File System backup - This approach is impractical, or at least inferior to the method of dumping the database because the database server must be shut down in order to make the backup.

Continuous Archiving and Point-in-Time Recovery (PITR) - This approach is more complex to administer than the first method. Its main advantage is that if it is setup correctly, it is possible to restore the database to its state at any time. The main disadvantage of this method is that it involves archiving large amounts of files thus requiring a lot of storage space. It is the preferred method when high reliability is desired.

I've decided to further explore PITR. There are tools available to aid with PITR:

  • Barman: GPLv3, SSH for backup, written in Python

  • OmniPITR: PostgreSQL license, rsync and ssh, written in Perl

  • pghoard: Apache, AWS S3, GCS, Azure, uses LZMA(very fast) compression and encrypts the backup. Written in Python

My top choice from the above list is pghoard followed by Barman. pghoard wins me with its LZMA compression, encryption of the backup, and the support for cloud storage providers.

Initially, I picked pghoard and did the backup with it. Setting it up is straightforward when following the installation guidelines.
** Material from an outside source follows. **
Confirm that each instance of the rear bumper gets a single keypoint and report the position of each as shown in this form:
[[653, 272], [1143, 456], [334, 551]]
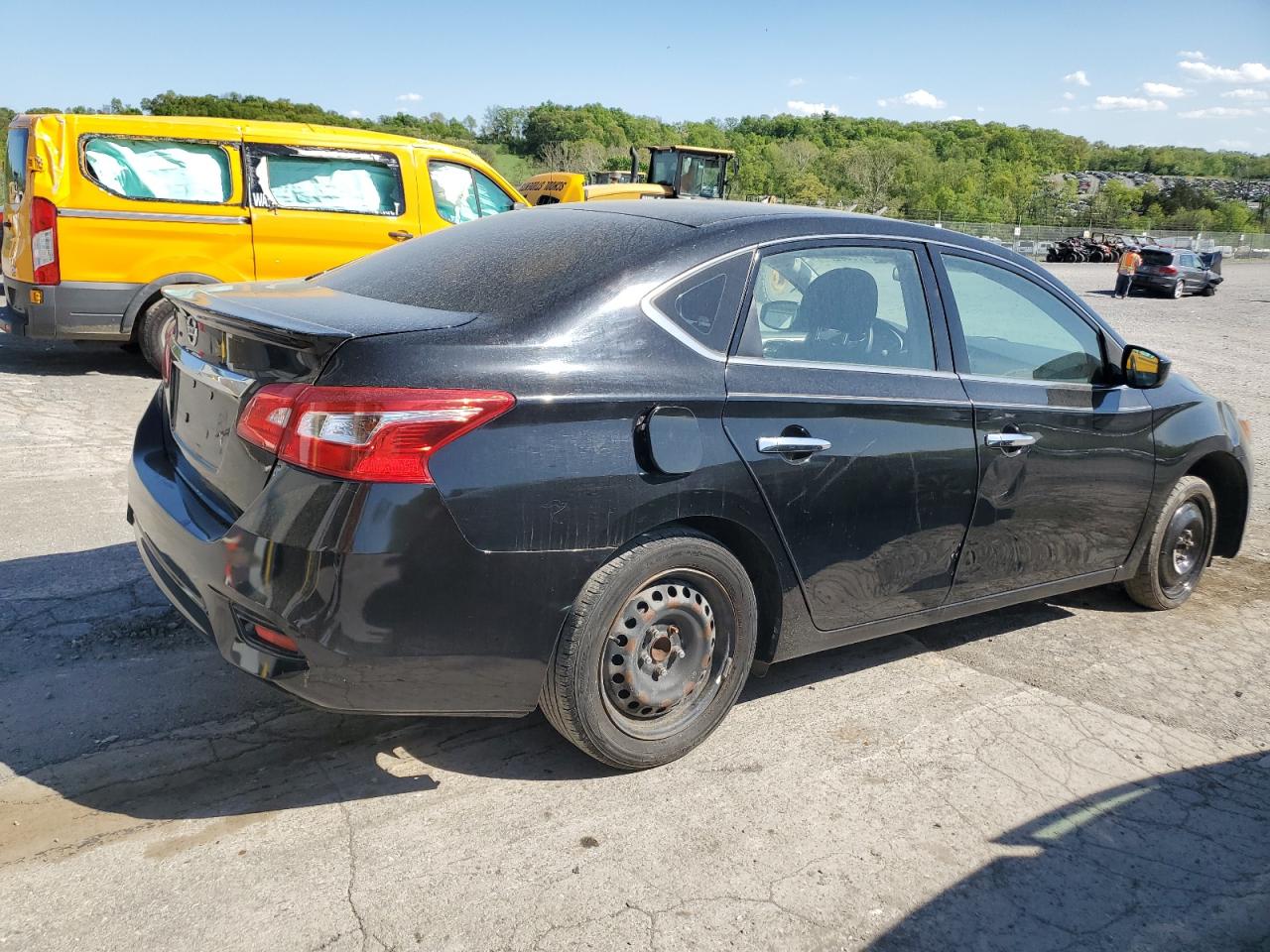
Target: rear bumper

After a week of running pghoard, the instance that was running PostgreSQL server went offline for 15 minutes because of unscheduled reboot of the instance. That prompted me into looking at master-slave replication that will ensure the availability of our database service.

Master-slave configuration

There are tools available that can make setting up master-slave PostgreSQL servers easy. I’ve picked repmgr. Setting it up was easy because its config file has only 5 variables. You will need to make changes to your postgresql.conf file and pg_hba.conf but it is all described in the instructions. The one step I had issue with was pg_hba.conf file - for backup or replication you will need to explicitly define database replication for repmgr/pghoard to work correctly. This will not work:

host    all             all                 md5

This will work:

host    replication             all                 md5

We’ve been using this master-slave replication for over a month now and there were no issues or outages at this time.